私の中でリモートワークをしている人=パソコンのエキスパートというイメージがある。パソコン1つあれば、場所を問わず仕事ができるなんてかっこ良いな、スマートだなという印象がある一方で、自分は色んな意味でリモートワークは向いていないだろうなと思っている。
まず、私は自宅で仕事をすることに抵抗がある。私の中で自宅=最もリラックスできるプライベート空間という認識があり、それが仕事場に化してしまうのが、どうも受け入れ難い。物理的に仕事場とプライベート空間を分けたいし、そうすることによって、気持ちの切り替えもしやすいと考える。
自宅が仕事場の場合、通勤しなくても良いというのが最大のメリットだと思うけれど、私は自宅と仕事場がある程度、離れている方が良い。自宅を出て、職場へ向かうまでの間に心のスイッチを仕事モードへと切り替えるためだ。もちろん、職場があまりにも自宅から遠すぎるのは現実的ではないけれど、気持ちを切り替えるために、私にとって適度な通勤距離が必要なのだ。

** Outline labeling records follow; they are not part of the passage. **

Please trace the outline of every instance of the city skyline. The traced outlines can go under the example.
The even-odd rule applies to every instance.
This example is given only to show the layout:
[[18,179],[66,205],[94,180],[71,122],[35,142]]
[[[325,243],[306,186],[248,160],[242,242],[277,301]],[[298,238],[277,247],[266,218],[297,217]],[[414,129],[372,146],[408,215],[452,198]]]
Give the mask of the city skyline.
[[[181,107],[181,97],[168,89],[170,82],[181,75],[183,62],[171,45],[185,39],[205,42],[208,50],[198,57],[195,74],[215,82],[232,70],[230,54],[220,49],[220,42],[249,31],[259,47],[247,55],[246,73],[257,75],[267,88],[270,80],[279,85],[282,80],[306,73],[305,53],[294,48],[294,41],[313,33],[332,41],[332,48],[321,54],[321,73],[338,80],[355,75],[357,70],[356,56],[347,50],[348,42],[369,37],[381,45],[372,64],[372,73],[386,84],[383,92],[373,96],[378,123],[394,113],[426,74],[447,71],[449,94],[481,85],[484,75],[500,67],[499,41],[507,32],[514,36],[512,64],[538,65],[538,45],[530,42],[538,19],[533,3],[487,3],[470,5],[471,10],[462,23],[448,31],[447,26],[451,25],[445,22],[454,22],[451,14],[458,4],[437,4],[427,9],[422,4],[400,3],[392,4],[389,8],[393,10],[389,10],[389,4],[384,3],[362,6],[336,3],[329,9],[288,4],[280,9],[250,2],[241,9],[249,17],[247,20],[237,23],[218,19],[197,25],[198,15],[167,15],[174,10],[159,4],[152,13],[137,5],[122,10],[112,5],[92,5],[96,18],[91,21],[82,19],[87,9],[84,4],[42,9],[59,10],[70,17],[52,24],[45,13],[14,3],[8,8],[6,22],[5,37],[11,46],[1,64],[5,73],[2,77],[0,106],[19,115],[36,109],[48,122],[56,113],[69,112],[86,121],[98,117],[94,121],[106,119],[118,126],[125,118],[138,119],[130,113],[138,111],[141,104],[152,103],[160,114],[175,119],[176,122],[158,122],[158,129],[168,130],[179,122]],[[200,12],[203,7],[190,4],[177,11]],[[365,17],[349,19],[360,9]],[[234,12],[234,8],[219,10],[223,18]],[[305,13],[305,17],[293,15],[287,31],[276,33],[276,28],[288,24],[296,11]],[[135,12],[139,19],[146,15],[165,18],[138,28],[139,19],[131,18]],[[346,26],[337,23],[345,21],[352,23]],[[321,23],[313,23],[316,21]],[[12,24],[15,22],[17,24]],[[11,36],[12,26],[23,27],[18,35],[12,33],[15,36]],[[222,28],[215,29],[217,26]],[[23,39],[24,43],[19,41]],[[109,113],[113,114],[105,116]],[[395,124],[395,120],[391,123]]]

リモートワーク=一人でも仕事が可能なイメージがある。もちろん、必ずしもそうではないだろうけれど、リモートワークは、職場に出勤する場合よりも、人と関わる頻度が少ない気がする。一人で気楽に仕事ができて、一見良いように思うけれど、私は逆に不安を感じる。
特に仕事に慣れないうちは、本当にこのやり方で良いんだろうかとか、この進捗度合いで間に合うのだろうかとか、ささいな不安が募る。周囲に人がいる場合、あえて口に出さなくても、周りを見渡すだけで、なんとなくその不安が解消されることもあるけれど、一人で黙々と仕事をしているとなんだかやり場がなく、悶々とすることが予想される。もちろん、リモートで誰かに相談したり、会議をすることも可能だけれど、やはり、画面越しに人と会話するのと、対面で会話するのとでは、心象もおのずと違ってくる。
それに、休憩時間等に、ちょっとした世間話をしたりするのも、程良い息抜きになって良いと思う。
リモートワークで気がかりなのは、孤独の他に運動不足もある。リモートワークで長時間座りっぱなしでパソコンと睨めっこするのは、正直、あまり体に良いとは思えない。出勤が必要な仕事であれば、嫌でも体を動かすことになるので、軽い運動になってちょうど良い。
私はリモートワークは向いていないだろうけれど、働き方の選択肢としてリモートワークが誕生したことは非常に良いことだと思う。例えば、育児や介護、その他、様々な事情で出勤するよりも自宅で仕事をする方が便利が良いという人もたくさんいると思う。それに、自分もいずれそのような立場になる日が来るかもしれない。それぞれの特性や環境によって多様な働き方が選択できる時代に進みつつあるのは前向きに捉えられたらと思っている。